A stone is thrown vertically upwards, reaches a highest point, and returns to the ground. When the stone is at the top of its path, its acceleration
Now Alex, enough already, draw picture with all forces.
There is one, the weight
F = - m g
so
F = m a = - m g
so
a = -g
THE WHOLE TIME, NOT JUST AT TOP
Now no more questions until you try yourself !!!!
When the stone is at the top of its path, its acceleration is equal to the acceleration due to gravity, which is approximately 9.8 m/s². This acceleration is directed downwards, opposing the motion of the stone.

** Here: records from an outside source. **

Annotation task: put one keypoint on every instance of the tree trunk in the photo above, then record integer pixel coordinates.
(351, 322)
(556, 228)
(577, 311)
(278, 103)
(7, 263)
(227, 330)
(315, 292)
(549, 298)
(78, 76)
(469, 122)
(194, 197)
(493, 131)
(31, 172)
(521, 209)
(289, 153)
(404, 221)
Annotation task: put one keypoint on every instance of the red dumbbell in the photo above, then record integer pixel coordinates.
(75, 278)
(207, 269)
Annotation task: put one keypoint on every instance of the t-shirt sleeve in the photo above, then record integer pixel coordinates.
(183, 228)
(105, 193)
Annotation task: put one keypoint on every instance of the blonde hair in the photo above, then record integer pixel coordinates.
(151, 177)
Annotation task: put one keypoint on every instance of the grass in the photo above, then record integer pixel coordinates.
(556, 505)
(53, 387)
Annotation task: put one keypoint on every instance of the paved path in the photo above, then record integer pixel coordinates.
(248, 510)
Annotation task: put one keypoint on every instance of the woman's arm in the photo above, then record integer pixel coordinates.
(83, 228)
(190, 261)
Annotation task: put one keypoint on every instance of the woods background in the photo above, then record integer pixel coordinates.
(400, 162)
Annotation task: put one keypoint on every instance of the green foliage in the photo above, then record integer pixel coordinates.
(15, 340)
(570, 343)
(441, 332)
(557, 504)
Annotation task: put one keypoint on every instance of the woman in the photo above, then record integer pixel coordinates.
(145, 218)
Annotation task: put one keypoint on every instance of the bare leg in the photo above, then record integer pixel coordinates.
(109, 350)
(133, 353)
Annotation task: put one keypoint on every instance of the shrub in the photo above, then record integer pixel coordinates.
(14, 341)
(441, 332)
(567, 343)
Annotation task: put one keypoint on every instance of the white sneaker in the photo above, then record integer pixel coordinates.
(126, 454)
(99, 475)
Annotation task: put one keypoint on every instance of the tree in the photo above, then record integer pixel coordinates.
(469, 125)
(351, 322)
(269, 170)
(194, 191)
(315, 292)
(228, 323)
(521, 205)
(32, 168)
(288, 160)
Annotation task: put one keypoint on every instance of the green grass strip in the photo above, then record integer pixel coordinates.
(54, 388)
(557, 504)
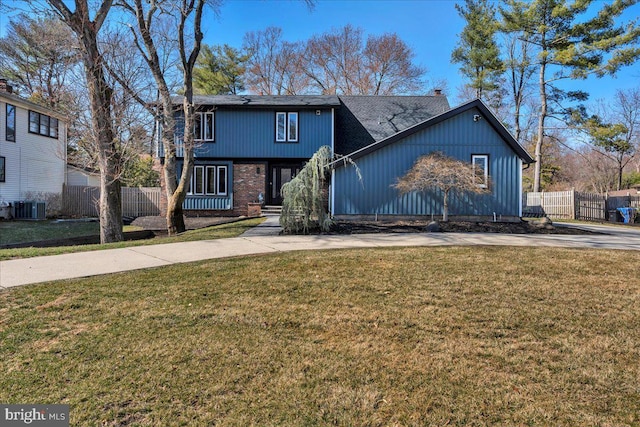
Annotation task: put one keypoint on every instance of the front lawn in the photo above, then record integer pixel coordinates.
(33, 231)
(377, 337)
(221, 231)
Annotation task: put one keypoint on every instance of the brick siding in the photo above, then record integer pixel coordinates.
(249, 180)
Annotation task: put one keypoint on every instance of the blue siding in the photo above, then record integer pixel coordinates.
(250, 133)
(210, 202)
(458, 137)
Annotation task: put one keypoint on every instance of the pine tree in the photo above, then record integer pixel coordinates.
(477, 52)
(219, 70)
(571, 44)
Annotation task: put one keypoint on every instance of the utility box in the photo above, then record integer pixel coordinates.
(5, 210)
(29, 210)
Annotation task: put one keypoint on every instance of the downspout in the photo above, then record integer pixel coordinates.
(520, 187)
(332, 187)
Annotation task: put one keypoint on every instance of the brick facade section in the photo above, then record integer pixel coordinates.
(249, 180)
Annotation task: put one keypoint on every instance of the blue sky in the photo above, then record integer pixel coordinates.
(430, 27)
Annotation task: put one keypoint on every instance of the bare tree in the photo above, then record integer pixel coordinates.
(274, 66)
(185, 17)
(38, 55)
(437, 171)
(388, 62)
(86, 30)
(335, 62)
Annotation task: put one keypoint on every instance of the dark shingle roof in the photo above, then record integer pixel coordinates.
(299, 101)
(439, 118)
(363, 120)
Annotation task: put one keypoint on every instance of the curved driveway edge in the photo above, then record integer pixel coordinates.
(83, 264)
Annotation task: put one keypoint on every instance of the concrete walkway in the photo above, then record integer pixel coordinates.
(264, 239)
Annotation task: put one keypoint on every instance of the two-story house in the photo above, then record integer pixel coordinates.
(32, 149)
(248, 146)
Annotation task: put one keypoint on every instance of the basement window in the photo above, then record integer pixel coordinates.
(286, 127)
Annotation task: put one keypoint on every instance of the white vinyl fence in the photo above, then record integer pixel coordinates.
(575, 205)
(84, 201)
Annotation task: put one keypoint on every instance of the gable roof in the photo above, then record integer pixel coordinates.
(21, 102)
(363, 120)
(477, 103)
(295, 101)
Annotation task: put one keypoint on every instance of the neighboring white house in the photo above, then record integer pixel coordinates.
(33, 141)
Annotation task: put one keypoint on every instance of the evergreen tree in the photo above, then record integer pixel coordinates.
(477, 51)
(219, 70)
(571, 44)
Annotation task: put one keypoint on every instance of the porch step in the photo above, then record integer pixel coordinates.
(271, 210)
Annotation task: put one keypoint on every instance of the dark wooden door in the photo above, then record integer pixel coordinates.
(278, 176)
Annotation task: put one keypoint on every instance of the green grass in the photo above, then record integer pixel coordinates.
(375, 337)
(215, 232)
(32, 231)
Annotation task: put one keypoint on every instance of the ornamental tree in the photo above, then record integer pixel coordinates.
(437, 171)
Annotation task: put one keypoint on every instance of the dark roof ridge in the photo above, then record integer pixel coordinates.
(476, 103)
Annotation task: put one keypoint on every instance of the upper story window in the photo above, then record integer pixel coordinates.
(42, 124)
(480, 164)
(10, 128)
(286, 127)
(203, 128)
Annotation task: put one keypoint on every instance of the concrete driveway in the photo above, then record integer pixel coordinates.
(264, 239)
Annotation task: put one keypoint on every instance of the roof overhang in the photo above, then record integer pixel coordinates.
(477, 103)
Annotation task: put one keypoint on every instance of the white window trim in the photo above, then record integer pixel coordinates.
(205, 117)
(286, 116)
(194, 182)
(39, 123)
(205, 180)
(485, 182)
(226, 181)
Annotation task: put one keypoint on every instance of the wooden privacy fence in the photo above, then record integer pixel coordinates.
(575, 205)
(83, 201)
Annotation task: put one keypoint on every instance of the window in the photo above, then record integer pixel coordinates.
(208, 180)
(42, 124)
(10, 129)
(286, 127)
(203, 128)
(34, 122)
(480, 164)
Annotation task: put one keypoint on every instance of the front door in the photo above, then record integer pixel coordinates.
(280, 174)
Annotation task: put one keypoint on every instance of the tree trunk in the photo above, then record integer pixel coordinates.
(109, 159)
(541, 119)
(445, 207)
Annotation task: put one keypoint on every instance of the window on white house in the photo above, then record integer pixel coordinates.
(10, 128)
(42, 124)
(203, 127)
(286, 127)
(480, 164)
(208, 180)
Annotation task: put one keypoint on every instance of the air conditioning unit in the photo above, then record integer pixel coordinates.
(29, 210)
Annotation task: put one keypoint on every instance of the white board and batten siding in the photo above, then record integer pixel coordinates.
(33, 163)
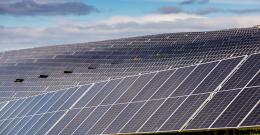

At the highest point, the stone momentarily comes to rest before starting to fall back to the ground.
To determine the acceleration of the stone when it is at the top of its path, we can use the equation for acceleration in free fall:
acceleration = (final velocity - initial velocity) / time
In this case, when the stone is at the top of its path, its final velocity is 0 m/s because it momentarily stops before falling back down. We can assume that the initial velocity is also 0 m/s when the stone is thrown vertically upwards.
Now, let's consider the concept of acceleration due to gravity. When the stone is thrown upwards, gravity acts against its motion, slowing it down. As it reaches the top and starts falling downward, gravity accelerates the stone towards the ground, increasing its speed.
The acceleration due to gravity on Earth is approximately 9.8 m/s^2, directed downwards. So, at the top of its path, the stone experiences an acceleration of 9.8 m/s^2 in the downward direction.
Therefore, when the stone is at the top of its path, its acceleration is approximately 9.8 m/s^2 downwards due to the acceleration of gravity.